Sheen. Viscosity. Flavor. What does a well- done French sauce add to the final dish?

French pan sauces are typically creating by deglazing the cooking vessel (typically of a protein product) with an acidic liquid and reducing it, then adding a “knob” of butter to thicken the sauce and complete it.

Why does this work? Butter is a complex emulsion of fat and water. The structure and specific emulsifiers (lecithin- found also in egg yolks and soy) hold it together so each water molecule is suspended. When added to a hot sauce, the butter’s emulsifiers go to work with the additional liquid and fat in the reduced sauce, the final product mimicking the original micro structure of butter.

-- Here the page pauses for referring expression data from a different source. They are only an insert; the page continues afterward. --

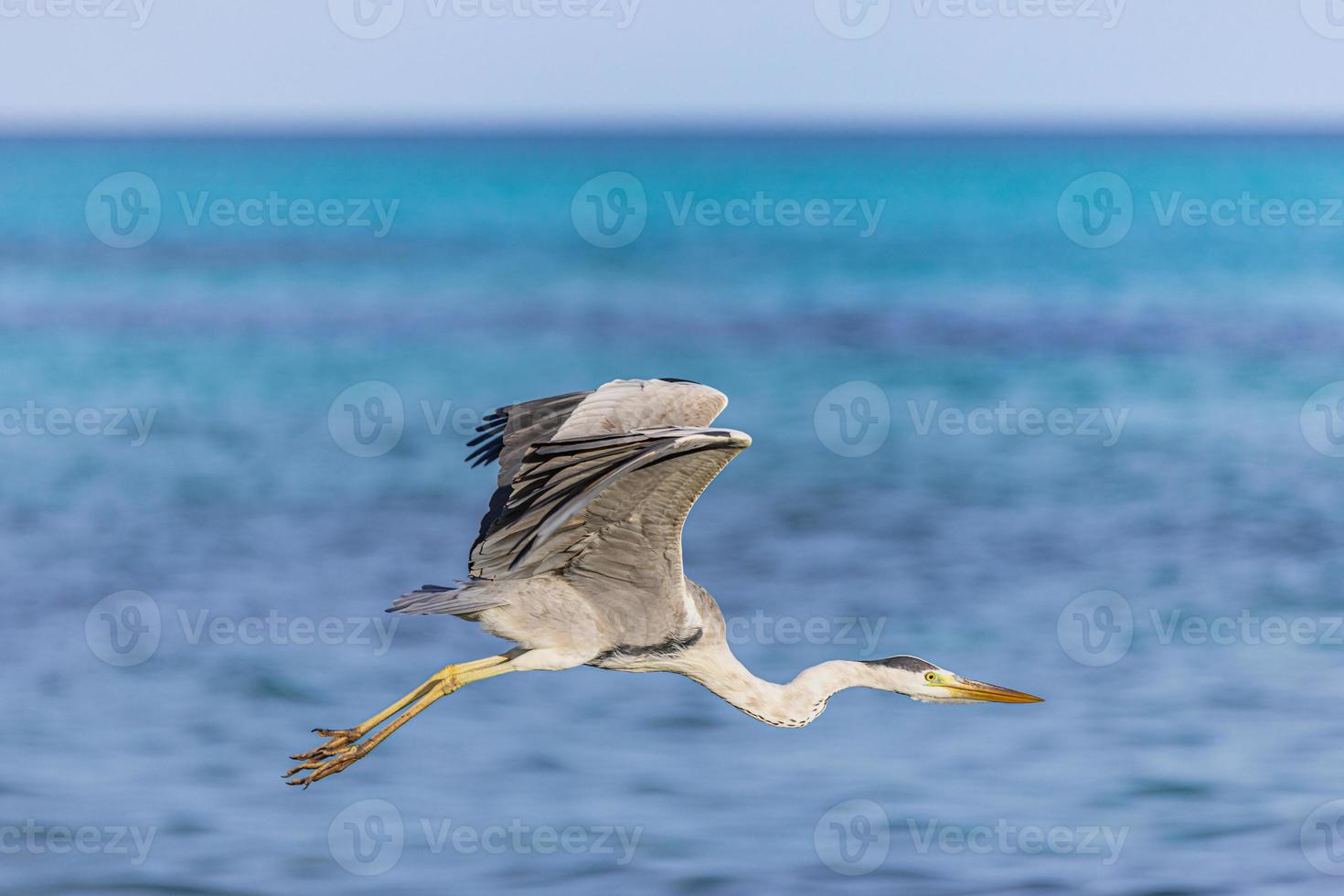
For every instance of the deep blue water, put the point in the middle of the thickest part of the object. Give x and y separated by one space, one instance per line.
1183 763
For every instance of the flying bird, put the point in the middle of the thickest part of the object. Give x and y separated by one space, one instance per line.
578 561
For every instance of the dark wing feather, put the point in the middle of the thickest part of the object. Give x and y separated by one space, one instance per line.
563 486
509 430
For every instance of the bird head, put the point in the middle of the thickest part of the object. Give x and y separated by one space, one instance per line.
923 681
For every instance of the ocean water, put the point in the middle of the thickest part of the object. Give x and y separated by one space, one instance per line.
1085 457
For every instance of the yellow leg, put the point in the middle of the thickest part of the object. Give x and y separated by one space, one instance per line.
342 752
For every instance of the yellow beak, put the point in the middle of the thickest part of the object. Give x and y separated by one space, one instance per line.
961 688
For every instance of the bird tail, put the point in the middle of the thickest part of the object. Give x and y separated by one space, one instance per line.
457 600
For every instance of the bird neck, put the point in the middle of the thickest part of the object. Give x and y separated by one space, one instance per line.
784 706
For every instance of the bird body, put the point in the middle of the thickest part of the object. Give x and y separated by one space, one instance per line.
578 561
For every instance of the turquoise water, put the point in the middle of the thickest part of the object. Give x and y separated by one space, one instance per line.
248 521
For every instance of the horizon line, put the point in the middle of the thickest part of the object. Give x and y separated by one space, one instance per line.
667 128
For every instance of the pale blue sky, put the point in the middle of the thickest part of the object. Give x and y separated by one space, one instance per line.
286 62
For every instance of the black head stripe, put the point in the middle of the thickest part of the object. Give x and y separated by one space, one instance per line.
909 664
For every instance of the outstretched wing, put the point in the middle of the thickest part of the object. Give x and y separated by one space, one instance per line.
618 406
597 485
509 430
606 511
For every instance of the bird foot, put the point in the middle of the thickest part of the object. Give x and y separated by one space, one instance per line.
339 741
328 761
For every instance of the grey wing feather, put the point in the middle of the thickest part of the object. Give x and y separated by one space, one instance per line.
574 497
457 600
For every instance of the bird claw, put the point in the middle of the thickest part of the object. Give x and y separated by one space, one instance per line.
326 764
339 739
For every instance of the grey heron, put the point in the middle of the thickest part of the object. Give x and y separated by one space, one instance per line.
578 561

Why does it stink? For those with dietary limitations, i.e. dairy allergy (me.), butter is out of the question. Alas! Pan sauce can still come out beautiful with the use of a little corn starch as a thickener that also adds the all-familiar shine to the final product.

Now don’t gasp yet my French-ies and wanna-be French-ies. Added in small amounts corn starch does a really nice job!

Here’s how to do it. Brown your protein of choice in a heavy pan, (typically some kind of cast iron, Dutch oven, roasting pan, etc. etc.) and then roast it to the desired temperature. Remove protein and let rest under foil on the cutting surface.

Add 1 tsp- 1 tbsp oil if needed, then 2 cloves of smashed garlic, 2 sprigs of thyme, and a minced shallot. Cook over medium heat, scraping the bottom of the pan continuously. Add 1/2 cup white wine and 1/4 cup chicken stock, beef stock or veggie stock… any stock you have on hand. This should loosen the (very flavorful) brown bits on the bottom of the pan. Scrape these up and reduce the sauce by half. At this point you have a few options. You can either puree then return to the pan, strain all the lumps out, or just fish out the (bare) thyme sprigs and garlic cloves and ignore the minced shallot. I usually the third route.

Now is the point when the “knob” of butter comes into play and today we will instead be mixing a scant tsp corn starch with 1/4 cup cold stock and whisking until combined. Add this slurry to the sauce and whisk, bringing the mixture up to a simmer and then reducing the heat.

What’s happening here? Picture the cornstarch as stretched out slinkies. They’re perfectly straight because they’re frozen that way in their powdered and cold dissolved form. As soon as they heat up to a simmer, picture them tightening up and springing, thus tangling with each other. The tangling actions gets water molecules stuck in its web and suspends them. (Hey! That was butter’s job!)

Your sauce is now thickened! Slice your protein and drizzle with the beautiful, glossy pan sauce. Drizzle with a little herb oil, if desired, and serve.

Call it what you may, this tastes delicious and looks fabulous. I don’t really care if it’s technically a gravy- it works, and widens the range of people who can enjoy that perfect finishing touch on their dinner.